Changing jobs may look like a great strategy when you decide to switch it up or reach your financial goals at the end of the year, but a study by RENTCafé says you might want to think about changing cities instead.
Different areas bring about different costs and different opportunities, so it’s only natural to make a move that best suits your life plans. What’s important is how much money you have left at the end of the day, which is what RENTCafé’s study ultimately focused on.
Are You Thinking of Going Places?
To better understand which metros are the best and which are the worst to live in based on your profession, it’s best to focus on annual wages and the cost of living. In other words, to find out what location is the best choice for each professional field, we subtracted the average cost of living per metro from the average net income per field.
Financially speaking, the quality of your life might improve in certain cities rather than in others, depending on your job – after all, no one wants to live in a place where their salary cannot keep up with their lifestyle.
Therefore, the industry in which you are active makes all the difference for your profession. While some metros have great job markets and provide a wide array of professional opportunities, others fall behind by focusing on limited industries. So, before you make a move of any kind, find out if your professional occupation fits the area, and if the area fits your lifestyle.
Managers Are Highly-paid, “Heroes” Not So Much
It comes as no surprise that, on a national scale, Management workers earn the highest amount per year, closely followed by IT and Legal professionals. What does come as a surprise, however, is that, generally speaking, people who work so-called hero jobs are often poorly compensated. This means that those working in Health, Education, or Community & Social Service might have a harder time finding a city that would allow them to live comfortably.
People working Construction & Extraction have it easier than professionals in Protective Services. Such a case is the Chicago metropolitan area, where construction workers share the top spot with engineers, architects, people working in IT and Management, and Legal.
One Thing’s for Sure – There Is Room for Everybody
Overall, jobs in finance and technology are thought to enjoy the most significant bumps in annual wages. Also, many believe that wage growth in this profession is more substantial for those who already hold well-paid C-roles, but that’s not necessarily the situation nationwide.
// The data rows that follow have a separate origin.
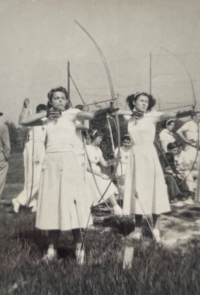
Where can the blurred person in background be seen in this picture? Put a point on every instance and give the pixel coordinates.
(99, 183)
(166, 135)
(4, 152)
(34, 153)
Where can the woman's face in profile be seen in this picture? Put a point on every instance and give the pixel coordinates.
(142, 103)
(59, 101)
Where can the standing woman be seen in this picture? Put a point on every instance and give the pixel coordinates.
(98, 182)
(62, 204)
(145, 190)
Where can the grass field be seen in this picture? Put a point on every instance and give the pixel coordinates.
(160, 269)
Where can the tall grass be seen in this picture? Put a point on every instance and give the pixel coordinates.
(155, 269)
Take, for example, the San Jose metro area, which is a haven for those working in multiple fields, such as Education, Architecture, Engineering, and Business & Financial Operations, even though the tech industry dominates its strong job market.
California Is Not the Only Place for Professional Success
The Hartford, CT metro is the place to be, according to RENTCafé, and not only for white-collar jobs. The area is at the top of the list for those who work in Life, Physical & Social Science, Community & Social Services, as well as for those in Maintenance & Repair and Office & Administrative Support profession.
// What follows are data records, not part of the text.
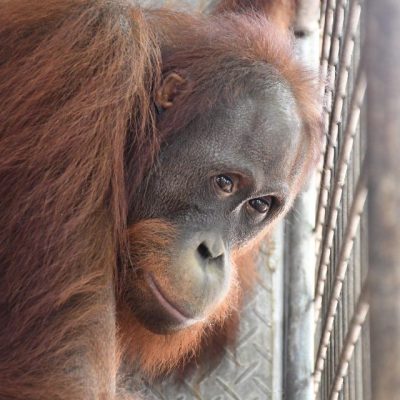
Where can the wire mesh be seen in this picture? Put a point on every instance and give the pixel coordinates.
(341, 369)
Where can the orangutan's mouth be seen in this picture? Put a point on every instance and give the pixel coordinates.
(178, 315)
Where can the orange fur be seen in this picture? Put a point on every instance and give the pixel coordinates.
(157, 354)
(280, 12)
(77, 135)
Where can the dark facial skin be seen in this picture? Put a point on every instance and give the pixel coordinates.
(220, 182)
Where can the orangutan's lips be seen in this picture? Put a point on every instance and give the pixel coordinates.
(167, 305)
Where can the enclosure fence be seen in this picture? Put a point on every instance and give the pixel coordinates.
(357, 211)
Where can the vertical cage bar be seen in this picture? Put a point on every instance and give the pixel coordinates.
(383, 69)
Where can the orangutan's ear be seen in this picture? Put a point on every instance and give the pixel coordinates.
(169, 90)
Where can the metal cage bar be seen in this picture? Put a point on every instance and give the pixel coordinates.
(341, 369)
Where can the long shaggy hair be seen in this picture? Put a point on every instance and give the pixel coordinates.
(77, 135)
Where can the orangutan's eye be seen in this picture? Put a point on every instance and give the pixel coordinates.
(224, 183)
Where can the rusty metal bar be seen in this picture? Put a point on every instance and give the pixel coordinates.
(383, 69)
(350, 341)
(344, 157)
(351, 229)
(335, 115)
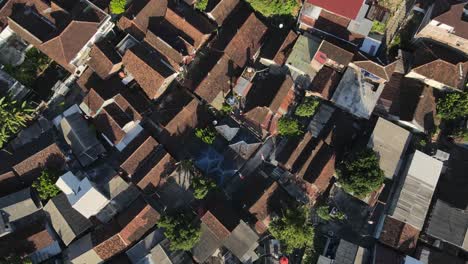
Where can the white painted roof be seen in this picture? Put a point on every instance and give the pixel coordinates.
(425, 168)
Although various industries thrive in the Golden State, and in San Jose in particular, California also holds a top position on the Top Worst metros list, alongside Florida and Hawaii. This is because professionals working in Personal Care & Service or Food Preparation & Serving are not the happiest in areas like Deltona, FL or Urban Honolulu.
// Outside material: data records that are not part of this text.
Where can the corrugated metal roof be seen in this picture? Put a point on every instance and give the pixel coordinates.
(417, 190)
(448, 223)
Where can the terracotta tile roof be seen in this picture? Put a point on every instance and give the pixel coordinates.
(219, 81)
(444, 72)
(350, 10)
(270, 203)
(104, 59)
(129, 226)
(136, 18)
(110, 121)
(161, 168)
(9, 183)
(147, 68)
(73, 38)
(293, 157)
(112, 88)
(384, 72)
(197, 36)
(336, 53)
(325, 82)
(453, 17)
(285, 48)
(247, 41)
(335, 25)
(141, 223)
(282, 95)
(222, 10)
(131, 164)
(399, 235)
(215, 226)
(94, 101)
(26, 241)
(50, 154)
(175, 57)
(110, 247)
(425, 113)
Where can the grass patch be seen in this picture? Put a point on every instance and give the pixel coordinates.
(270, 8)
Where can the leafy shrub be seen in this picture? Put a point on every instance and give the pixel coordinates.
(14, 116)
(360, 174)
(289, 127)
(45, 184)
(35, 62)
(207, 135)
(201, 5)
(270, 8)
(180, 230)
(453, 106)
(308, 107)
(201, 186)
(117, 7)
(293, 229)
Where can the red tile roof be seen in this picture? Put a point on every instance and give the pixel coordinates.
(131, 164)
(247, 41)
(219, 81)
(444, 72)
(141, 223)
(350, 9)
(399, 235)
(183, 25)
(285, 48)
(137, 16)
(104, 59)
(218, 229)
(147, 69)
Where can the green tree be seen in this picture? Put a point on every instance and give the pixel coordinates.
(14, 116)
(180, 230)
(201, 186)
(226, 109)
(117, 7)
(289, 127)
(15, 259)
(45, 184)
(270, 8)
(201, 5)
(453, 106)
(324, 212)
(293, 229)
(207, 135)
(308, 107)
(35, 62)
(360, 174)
Geography Affects Differences in Your Wages
No two jobs are alike. Sure, some employers demand their staff to be equally qualified to perform the same job, but there are variations to each job description. By extension, there is variation in the wages offered for professionals who have to perform the same tasks.
Besides experience, skill, and willingness to go the extra mile in your profession, a person’s paycheck may differ based solely on geography and how well a specific area represents the industry they are active in.
Your success in one particular city does not depend only on your resume, but also on local demand of what you have to offer. Add that on top of the cost of living, which differs from city to city, and the math will tell you if you will make it or break it in the city of your choice.
Young Professionals Find It Easier to Relocate for a Job Opportunity
Changing location might be more accessible for the younger demographic that has recently entered the job market than it is for professionals from older generations looking to change careers or cities.
The idea of packing a bag and heading towards a city that best suits their career and dreams does not sound that impossible for young adults.
Understandably, at the opposite end of the spectrum are the people who have focused on a single career their entire adult life, who often find it harder to change jobs after years of dedication.
What matters is for you to be comfortable with where your profession has taken you. When it comes to moving to a different city, the variables can be very subjective. So, before you decide on anything, make sure it’s the right move for you.